If You Haven't Seen the Code Do the Right Thing, It Doesn't Work
As a non-dev vibe coder, this one line hit me hard today:
"If you haven't seen the code do the right thing yourself, that code doesn't work."
Felt like I was personally @'d.
The Trust Trap
Here's what happens when you build with AI: you write a prompt, Claude spits out beautiful code, it generates tests, the tests pass, and you think "great, it works." You commit, you push, you move on to the next feature.
Then three days later, a user hits an edge case that the AI never considered, and the whole thing falls over. And you're staring at code you didn't write, trying to debug logic you don't fully understand, wondering why the tests said everything was fine.
I catch myself doing this more than I'd like to admit. Trusting the unit and e2e tests my LLM writes as proof everything works - without actually clicking through the feature myself, without actually seeing the thing do what it's supposed to do with my own eyes.
Tests Are Not Verification
This is the thing nobody talks about with vibe coding. The AI writes tests that test what the AI thinks the code should do. But the AI wrote both the code and the tests. It's grading its own homework. Of course it passes.
That doesn't mean the feature works the way you intended. It means the code is internally consistent with itself. Those are two very different things.
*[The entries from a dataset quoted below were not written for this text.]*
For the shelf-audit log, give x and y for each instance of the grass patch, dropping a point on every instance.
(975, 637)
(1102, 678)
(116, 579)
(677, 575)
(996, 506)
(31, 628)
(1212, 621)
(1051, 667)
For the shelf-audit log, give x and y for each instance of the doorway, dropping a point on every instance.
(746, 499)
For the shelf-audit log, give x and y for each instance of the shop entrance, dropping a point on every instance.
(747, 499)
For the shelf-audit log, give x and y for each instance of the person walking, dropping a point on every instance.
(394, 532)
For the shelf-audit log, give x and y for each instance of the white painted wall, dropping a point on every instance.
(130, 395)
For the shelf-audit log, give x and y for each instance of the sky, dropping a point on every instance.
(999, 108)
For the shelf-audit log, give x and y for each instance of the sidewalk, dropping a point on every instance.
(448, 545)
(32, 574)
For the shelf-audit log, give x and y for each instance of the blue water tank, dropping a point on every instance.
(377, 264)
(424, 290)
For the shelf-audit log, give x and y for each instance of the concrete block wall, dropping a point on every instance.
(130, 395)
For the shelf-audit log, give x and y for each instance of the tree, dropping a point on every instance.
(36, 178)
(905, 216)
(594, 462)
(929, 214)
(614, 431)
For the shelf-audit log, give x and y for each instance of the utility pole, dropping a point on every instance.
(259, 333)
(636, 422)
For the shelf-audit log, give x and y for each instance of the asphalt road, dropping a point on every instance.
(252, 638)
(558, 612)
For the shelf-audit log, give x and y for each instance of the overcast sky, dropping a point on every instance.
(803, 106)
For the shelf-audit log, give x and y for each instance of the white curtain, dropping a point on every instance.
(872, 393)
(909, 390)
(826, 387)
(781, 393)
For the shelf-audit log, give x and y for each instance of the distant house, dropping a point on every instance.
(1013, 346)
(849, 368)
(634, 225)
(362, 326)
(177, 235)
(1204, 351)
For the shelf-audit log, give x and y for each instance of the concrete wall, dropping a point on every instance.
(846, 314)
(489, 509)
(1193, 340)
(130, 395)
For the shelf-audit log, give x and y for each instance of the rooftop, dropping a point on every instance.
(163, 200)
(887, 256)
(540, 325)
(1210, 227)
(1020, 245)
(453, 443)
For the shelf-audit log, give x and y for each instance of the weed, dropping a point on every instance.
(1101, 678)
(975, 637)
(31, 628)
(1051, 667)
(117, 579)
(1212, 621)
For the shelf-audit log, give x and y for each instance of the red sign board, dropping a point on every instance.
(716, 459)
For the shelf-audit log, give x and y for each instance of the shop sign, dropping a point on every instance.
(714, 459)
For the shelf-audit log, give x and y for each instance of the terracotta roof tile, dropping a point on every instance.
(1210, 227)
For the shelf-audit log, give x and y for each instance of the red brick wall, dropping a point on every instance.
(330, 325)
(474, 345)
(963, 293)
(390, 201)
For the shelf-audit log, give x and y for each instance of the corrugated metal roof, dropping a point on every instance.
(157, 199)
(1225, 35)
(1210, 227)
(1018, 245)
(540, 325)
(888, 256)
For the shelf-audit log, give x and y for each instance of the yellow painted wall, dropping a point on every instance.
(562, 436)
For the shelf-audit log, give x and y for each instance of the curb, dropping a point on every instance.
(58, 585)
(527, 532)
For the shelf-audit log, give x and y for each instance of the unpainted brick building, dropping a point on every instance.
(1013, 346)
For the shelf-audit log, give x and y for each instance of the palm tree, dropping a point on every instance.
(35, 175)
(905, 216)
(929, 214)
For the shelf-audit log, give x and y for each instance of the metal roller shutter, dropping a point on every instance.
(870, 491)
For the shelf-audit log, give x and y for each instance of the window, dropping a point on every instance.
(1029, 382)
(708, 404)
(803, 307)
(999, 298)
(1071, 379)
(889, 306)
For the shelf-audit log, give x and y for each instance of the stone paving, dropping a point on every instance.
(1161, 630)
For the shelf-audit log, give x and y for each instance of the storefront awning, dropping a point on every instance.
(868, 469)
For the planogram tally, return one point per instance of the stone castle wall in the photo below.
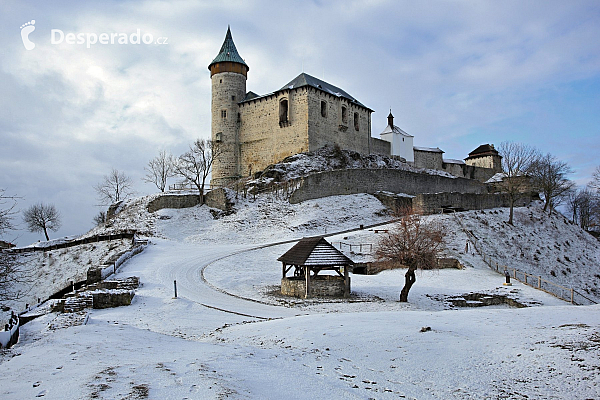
(263, 140)
(493, 162)
(428, 159)
(431, 203)
(469, 171)
(379, 146)
(228, 88)
(352, 181)
(333, 129)
(216, 198)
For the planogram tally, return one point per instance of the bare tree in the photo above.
(550, 177)
(195, 164)
(100, 218)
(114, 187)
(159, 169)
(415, 243)
(595, 183)
(41, 218)
(517, 160)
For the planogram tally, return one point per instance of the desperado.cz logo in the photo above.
(57, 36)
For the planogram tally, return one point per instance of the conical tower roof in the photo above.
(228, 52)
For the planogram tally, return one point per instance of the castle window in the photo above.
(283, 111)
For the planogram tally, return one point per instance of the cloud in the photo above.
(456, 74)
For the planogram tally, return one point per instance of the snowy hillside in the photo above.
(228, 334)
(537, 243)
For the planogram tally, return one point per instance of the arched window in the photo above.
(283, 112)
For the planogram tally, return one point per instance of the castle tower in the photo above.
(228, 73)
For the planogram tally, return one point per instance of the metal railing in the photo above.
(363, 248)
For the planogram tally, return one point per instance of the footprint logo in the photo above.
(26, 29)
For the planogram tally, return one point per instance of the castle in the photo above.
(254, 131)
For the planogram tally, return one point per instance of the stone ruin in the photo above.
(105, 294)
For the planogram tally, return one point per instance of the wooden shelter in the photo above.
(309, 257)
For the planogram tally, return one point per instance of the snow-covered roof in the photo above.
(496, 178)
(394, 129)
(228, 52)
(429, 149)
(314, 251)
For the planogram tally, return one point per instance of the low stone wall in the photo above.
(320, 286)
(216, 198)
(430, 203)
(352, 181)
(395, 202)
(173, 201)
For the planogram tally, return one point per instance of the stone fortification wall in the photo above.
(215, 198)
(428, 159)
(352, 181)
(379, 146)
(263, 140)
(228, 88)
(333, 128)
(469, 171)
(431, 203)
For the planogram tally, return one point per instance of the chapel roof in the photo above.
(484, 150)
(314, 251)
(228, 52)
(429, 149)
(395, 129)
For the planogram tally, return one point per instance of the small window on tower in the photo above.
(283, 112)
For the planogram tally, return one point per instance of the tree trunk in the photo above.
(512, 206)
(409, 280)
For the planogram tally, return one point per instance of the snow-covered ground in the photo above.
(227, 335)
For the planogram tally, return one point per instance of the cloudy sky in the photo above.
(456, 74)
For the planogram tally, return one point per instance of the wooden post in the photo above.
(307, 276)
(346, 283)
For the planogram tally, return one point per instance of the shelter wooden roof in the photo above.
(314, 251)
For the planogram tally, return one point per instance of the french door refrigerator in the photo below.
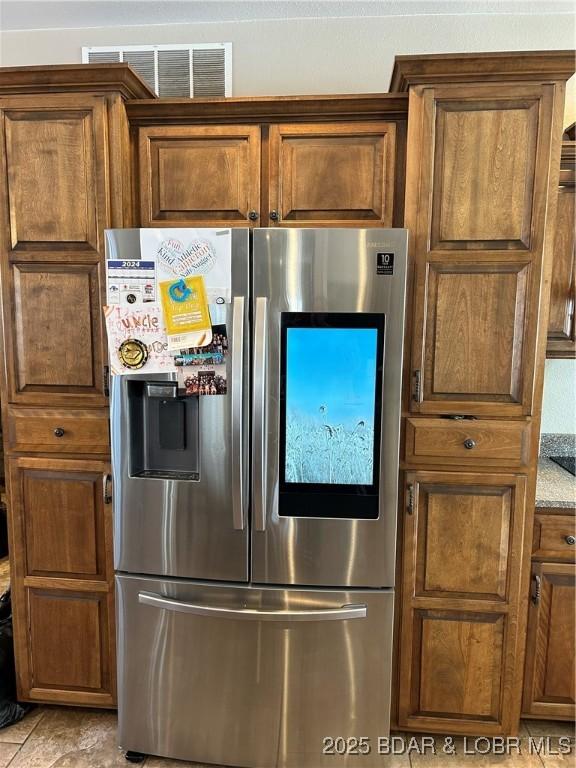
(255, 545)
Real verification means opening the app, clicking the buttons, entering weird inputs, trying to break it. If you haven't physically watched the feature do the right thing - in a browser, with real data, as a real user would - you're guessing.
What I'm Changing
I've started a simple rule for myself: before I commit anything, I have to see it work. Not see the tests pass. See the actual feature, in the actual browser, doing the actual thing. If I can't demo it to myself, it's not done.
It's slower. It catches things the tests don't. And it's forced me to actually understand what my code is doing instead of just trusting that the AI got it right.
Credit where it's due - this was my first (and definitely not last) day reading Simon Willison's blog. The man is a treasure for anyone building with AI. If you're vibe coding and you haven't read his stuff, start there.